I used a couple of film containers, with several coins in one of them.
You do not need to use containers the same size or shape.
Water
A set of kitchen scales. They need to be sensitive enough to detect the difference in weight between your two objects.
Ruler
What to do
Place an object into each cup.
Pour water into the cups, so that the water level is the same in both cups.
Make sure it is deep enough for both objects to float in the cups.
You can use the ruler to help make the water levels equal.
Try to predict which cup will have the greatest weight: the cup with the light object in it or the cup with the heavy object in it.
Measure the weight of each cup, with the water and floating object in them. What do you notice about their weight?
Take the objects out and compare the water level in each cup.
What's happening
A lot of people are surprised by this one. If you are reading ahead and haven't tried it yet, go back and try before you look at the answer.

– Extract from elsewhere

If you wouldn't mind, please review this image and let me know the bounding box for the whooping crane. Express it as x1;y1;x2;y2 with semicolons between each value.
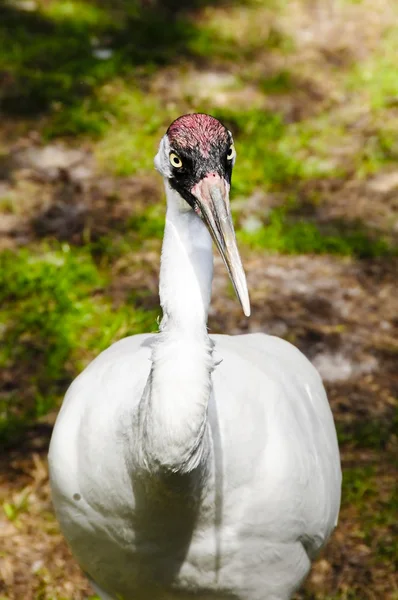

Have you done it? If so, you should have found that the two cups and their contents had almost exactly the same weight. In fact, any difference was either because the plastic cup had a slightly different weight, or the level of the water in the two cups wasn't exactly the same.
If you remove the floating objects from the water and compare the water level, you should find that the cup that held the heavy object had less water in it. They weighed the same when you put them on the scales because the difference in the weight of the objects is cancelled out by the difference in the weight of the water.
So why does it exactly cancel out? When you place something into a liquid, it displaces some of the liquid, or pushes it out of the way. This is why when you climb into a bath, the level of the water goes up. An object will float when the weight of the water it displaces is equal to the weight of the object. If you have a 100 g object that floats, it will displace exactly 100g of water.
Since a heavier object displaces more water, you don't need to pour as much water into the cup to bring it up to a certain water level. For example: Imagine you had cups that weighed 50g and two objects that floated weighing 100g and 10g. If you put the 100g object in one cup and added 150g of water, the object would displace 100g of water, so the water level would be as if you had poured 250g of water into an empty cup. If put the 10g object into the other cup, it will only displace 10g of water, so you would need to pour in 240g of water to have the same depth as the first cup. Now the total weight of one cup would be 50g(cup)+100g(heavy object)+150g(water)=300g, the weight of the other cup would be 50g(cup)+10g(light object)+240g(water)=300g.
To keep the Falkirk Wheel balanced, the engineers need to ensure the weight of the water and boats in the two troughs is equal. As we have seen today, all they need to do is make sure the water level in each trough is the same, then the weight will automatically match.